A man with dirty clothes and badly lacerated fingers leaves clutching a bin-bag full of clothes, admitting he buys second-hand military garments not because he likes the style, but because they are cheap and long-lasting.

All the costumes, which cost between £5 and £30, have been worn on stage or screen. Many will get another chance to take centre stage – at local history society re-enactments, say.

Buyers such as Chris Davies, 22, a member of the Living History group which operates at The Royal Artillery Museum in Woolwich, south-east London, have already planned precisely what they will do with their purchases. "On 13 December," he says, "we will be portraying an anti-tank detachment from World War Two. It is like being in a film; I guess that is why I like it. I've spent £200 on clothes today, and I don't wear them for anything else, just keep them for the re-enactments."

Alongside First and Second World War uniforms on the rail nestle Irish Garda jackets, navy, woollen, French army jackets with gold epaulettes, and green camouflage jumpsuits. Anyone hoping for Corporal Jones's Dad's Army uniform or Tom Hanks's Private Ryan gear is disappointed; the collection's most valuable pieces have already been auctioned at Bonhams, and the rest are not labelled to reveal the films in which they have appeared.

And, like everything else, the war-costume business can feel the hot breath of technology at its heels.

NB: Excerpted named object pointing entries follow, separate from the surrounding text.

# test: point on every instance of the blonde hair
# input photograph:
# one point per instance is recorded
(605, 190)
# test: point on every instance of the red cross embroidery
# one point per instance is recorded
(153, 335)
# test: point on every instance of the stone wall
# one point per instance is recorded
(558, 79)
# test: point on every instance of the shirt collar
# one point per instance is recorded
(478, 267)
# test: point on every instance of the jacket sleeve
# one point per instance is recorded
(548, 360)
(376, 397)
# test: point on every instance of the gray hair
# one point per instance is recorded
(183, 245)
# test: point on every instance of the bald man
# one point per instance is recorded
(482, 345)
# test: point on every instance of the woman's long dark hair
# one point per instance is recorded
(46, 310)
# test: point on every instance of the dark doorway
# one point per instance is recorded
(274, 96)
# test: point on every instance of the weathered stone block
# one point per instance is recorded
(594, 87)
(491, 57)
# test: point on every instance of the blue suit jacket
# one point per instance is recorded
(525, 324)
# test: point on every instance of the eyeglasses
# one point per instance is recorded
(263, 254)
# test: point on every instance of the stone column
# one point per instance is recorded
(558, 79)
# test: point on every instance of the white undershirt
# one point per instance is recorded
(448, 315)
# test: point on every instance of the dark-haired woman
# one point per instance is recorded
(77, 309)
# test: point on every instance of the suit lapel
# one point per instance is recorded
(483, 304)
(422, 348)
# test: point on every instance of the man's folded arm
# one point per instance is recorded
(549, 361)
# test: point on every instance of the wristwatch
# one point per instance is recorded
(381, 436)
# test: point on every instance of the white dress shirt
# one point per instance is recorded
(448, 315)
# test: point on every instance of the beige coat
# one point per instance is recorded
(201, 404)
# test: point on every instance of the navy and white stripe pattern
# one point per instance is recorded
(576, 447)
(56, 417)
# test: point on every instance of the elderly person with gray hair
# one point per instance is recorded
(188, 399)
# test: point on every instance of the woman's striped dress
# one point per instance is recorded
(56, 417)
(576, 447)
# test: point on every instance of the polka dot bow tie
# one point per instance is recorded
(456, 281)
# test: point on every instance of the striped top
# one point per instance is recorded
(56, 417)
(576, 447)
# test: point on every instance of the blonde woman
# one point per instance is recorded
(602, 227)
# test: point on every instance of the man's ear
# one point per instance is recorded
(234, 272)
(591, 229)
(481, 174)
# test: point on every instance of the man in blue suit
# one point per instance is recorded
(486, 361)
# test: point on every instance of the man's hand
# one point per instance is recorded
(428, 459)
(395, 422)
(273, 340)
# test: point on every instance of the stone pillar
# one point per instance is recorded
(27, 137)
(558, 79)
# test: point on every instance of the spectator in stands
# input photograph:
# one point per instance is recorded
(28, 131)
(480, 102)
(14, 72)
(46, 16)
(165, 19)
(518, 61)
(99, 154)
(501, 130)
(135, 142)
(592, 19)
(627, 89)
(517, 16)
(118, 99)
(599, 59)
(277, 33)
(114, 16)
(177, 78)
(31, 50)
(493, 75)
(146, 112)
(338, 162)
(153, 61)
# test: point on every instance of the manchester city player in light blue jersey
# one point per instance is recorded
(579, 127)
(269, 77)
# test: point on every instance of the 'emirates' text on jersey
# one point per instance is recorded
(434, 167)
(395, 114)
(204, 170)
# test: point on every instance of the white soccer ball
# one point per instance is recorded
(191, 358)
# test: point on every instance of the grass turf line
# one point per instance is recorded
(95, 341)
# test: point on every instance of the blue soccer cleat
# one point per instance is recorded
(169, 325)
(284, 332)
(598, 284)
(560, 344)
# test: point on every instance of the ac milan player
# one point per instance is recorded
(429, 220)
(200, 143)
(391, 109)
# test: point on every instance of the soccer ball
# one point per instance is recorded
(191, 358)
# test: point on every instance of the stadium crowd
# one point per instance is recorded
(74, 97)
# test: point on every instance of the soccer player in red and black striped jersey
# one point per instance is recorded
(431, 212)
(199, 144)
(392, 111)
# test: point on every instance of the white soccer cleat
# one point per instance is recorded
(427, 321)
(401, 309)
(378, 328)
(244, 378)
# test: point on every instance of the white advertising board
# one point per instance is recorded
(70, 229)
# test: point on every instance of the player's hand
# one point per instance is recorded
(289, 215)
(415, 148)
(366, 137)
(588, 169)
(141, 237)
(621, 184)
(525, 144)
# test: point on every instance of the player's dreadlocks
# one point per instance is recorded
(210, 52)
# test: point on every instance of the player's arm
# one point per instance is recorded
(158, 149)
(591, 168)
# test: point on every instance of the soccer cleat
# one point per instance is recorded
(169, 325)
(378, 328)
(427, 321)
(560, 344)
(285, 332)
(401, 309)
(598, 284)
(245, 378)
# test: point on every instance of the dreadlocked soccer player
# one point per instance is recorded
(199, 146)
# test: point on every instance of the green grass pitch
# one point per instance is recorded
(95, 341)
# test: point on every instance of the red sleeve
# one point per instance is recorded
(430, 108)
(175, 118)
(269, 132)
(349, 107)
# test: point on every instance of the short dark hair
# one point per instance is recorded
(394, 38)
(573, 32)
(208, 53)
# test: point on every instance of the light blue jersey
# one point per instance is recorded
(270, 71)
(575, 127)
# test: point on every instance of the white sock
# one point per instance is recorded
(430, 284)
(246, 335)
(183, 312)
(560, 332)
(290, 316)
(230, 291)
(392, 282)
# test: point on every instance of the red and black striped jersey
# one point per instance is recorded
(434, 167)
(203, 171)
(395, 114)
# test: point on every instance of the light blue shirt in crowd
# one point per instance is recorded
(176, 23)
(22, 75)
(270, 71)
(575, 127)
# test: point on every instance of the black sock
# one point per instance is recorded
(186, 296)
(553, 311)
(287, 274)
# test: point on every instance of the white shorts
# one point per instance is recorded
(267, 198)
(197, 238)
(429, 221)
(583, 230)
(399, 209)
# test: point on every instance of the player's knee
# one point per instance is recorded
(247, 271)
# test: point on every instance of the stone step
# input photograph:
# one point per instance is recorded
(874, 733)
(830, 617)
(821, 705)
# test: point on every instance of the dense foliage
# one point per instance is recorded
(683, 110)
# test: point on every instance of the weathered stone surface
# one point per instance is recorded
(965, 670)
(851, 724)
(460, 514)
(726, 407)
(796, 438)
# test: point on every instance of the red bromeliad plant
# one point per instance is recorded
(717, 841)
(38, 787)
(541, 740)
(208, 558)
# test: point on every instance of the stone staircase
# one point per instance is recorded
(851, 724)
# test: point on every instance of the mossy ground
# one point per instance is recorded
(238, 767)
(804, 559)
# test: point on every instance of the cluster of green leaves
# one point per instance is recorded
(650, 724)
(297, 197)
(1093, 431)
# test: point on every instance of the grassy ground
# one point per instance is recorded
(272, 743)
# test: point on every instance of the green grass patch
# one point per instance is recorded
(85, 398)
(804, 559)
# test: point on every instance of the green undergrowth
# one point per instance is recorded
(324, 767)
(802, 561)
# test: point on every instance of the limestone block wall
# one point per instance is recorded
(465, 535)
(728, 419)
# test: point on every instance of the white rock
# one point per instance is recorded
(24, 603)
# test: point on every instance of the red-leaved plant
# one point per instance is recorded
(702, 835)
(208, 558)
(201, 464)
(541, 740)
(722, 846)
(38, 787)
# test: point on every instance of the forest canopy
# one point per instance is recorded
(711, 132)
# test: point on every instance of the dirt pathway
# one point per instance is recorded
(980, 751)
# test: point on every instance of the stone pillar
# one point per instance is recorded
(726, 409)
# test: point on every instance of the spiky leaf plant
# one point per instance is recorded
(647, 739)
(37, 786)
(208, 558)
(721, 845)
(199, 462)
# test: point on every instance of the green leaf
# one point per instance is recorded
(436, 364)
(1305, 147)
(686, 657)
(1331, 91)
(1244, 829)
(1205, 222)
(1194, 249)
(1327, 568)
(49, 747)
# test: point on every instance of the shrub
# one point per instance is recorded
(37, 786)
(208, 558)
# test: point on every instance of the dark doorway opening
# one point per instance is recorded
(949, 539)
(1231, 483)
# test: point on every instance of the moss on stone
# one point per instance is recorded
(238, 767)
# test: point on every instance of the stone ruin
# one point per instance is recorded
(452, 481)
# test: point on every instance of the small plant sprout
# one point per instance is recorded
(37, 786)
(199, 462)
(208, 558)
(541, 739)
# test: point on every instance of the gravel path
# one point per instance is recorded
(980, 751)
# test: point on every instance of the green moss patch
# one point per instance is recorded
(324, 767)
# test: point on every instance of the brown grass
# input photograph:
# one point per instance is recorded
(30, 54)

"The sale is being held because there simply isn't the demand for this volume of military costumes anymore: we're trying to clear space, not make a profit," says Tim Angel, the CEO of Angels and the fifth generation of his family to head up the brand that bears his name. "When we made The Longest Day [1962], there were 2,000 uniforms, but now computer-generated imagery means that studios need far fewer. Even on a film like Saving Private Ryan, they used 400 uniforms and computer-generated the rest."